Nationalism, immigration and national recovery - a dark thought

A Poster from the US National Recovery Administration of 1933
 
In my meanderings round Bradford, in thousands of conversations with folk from every conceivable ethnic, economic and political background, I have often heard non-white people bemoaning new immigration. After all like the white working class, our Black and Asian workers feel threatened by the influx of new people. And – just as white people worry about the impact of new cultures, so do established Asian and Black communities!

And the racism! Some of the racist people I know are Pakistanis – some comments about Bengalis, Chinese, Arabs and Jews cause even a hardened old hand like me to wince. This isn’t to do down my Asian friends and acquaintances but to point out that they live in the same city as the white folk and that the pressures of that urban life produce a related set of prejudices, assumptions and biases to that we are familiar with from white racists.

Now Searchlight, the anti-racism group have conducted a survey looking at attitudes to immigration, race and ethnicity. And here’s one of the findings:

According to the survey, 39% of Asian Britons, 34% of white Britons and 21% of black Britons wanted all immigration into the UK to be stopped permanently, or at least until the economy improved. And 43% of Asian Britons, 63% of white Britons and 17% of black Britons agreed with the statement that "immigration into Britain has been a bad thing for the country".

Stop and think a little. Is what we are seeing the “deracination” of immigration as an issue? Or are these opinions a reflection of racism becoming a more complicated than our current depiction of “white prejudice”? I don’t know but is reminds us again of the challenges we face in managing the competing needs of the economy, community and individual families.

Understandably, the left-wing opponents of nationalism find political concerns in the polling – not surprising given this finding:

 ...48% of the population would consider supporting a new anti-immigration party committed to challenging Islamic extremism, and would support policies to make it statutory for all public buildings to fly the flag of St George or the Union flag.

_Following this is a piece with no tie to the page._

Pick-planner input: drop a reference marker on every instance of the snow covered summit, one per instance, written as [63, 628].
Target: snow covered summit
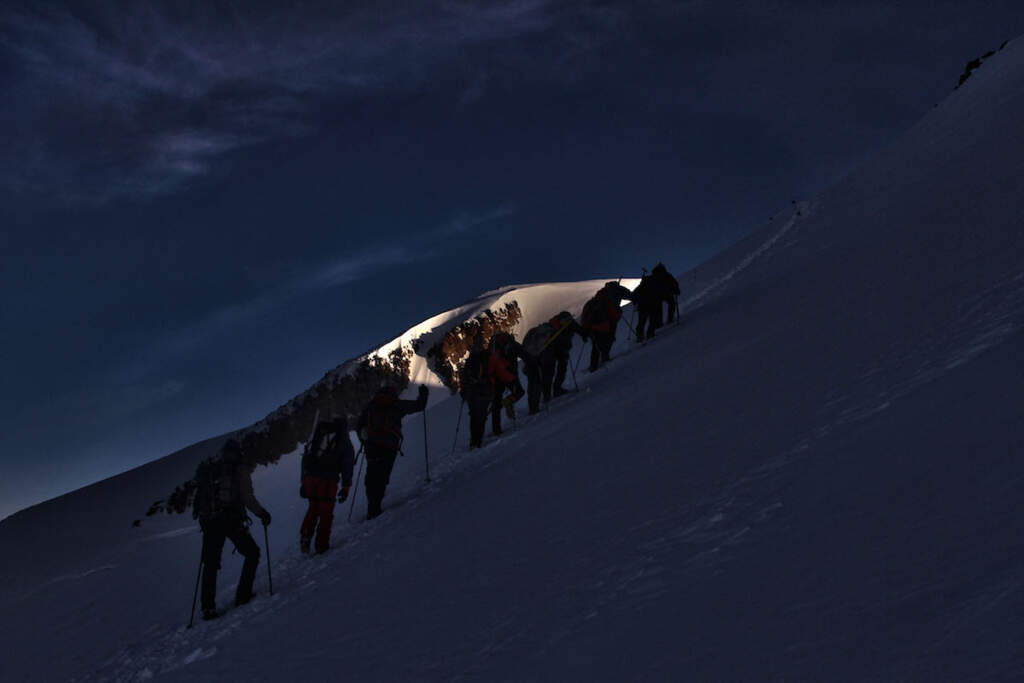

I guess that these people would also be susceptible to protectionism, to tougher punishments for criminals, to less tolerance of bad behaviour and to a host of intrusive measures aimed at creating that stable, predictable, mildly hierarchical society beloved of Fabians. This is why we must watch with care the debate inside the Labour Party – the ascendancy of beer-bellied, rough-talking union masters may just, if connected to the agenda of immigration control, nationalism and protectionism, create a terrible government. A government badging itself one of "national recovery" and employing all the techniques of modern media to enforce compliance - far more effectively that with America's NRA in the 1930s.

"Perhaps the most famous case was Jacob Maged, the fourty-nine year-old immigrant dry cleaner who spent three months in jail in 1934 for charging thirty-five cents to press a suit, when the NRA had insisted that all loyal Americans must charge at least fourty cents"


...one that would destroy the great good that has come from 50 years of free trade and free enterprise and squash any real hope of recovery.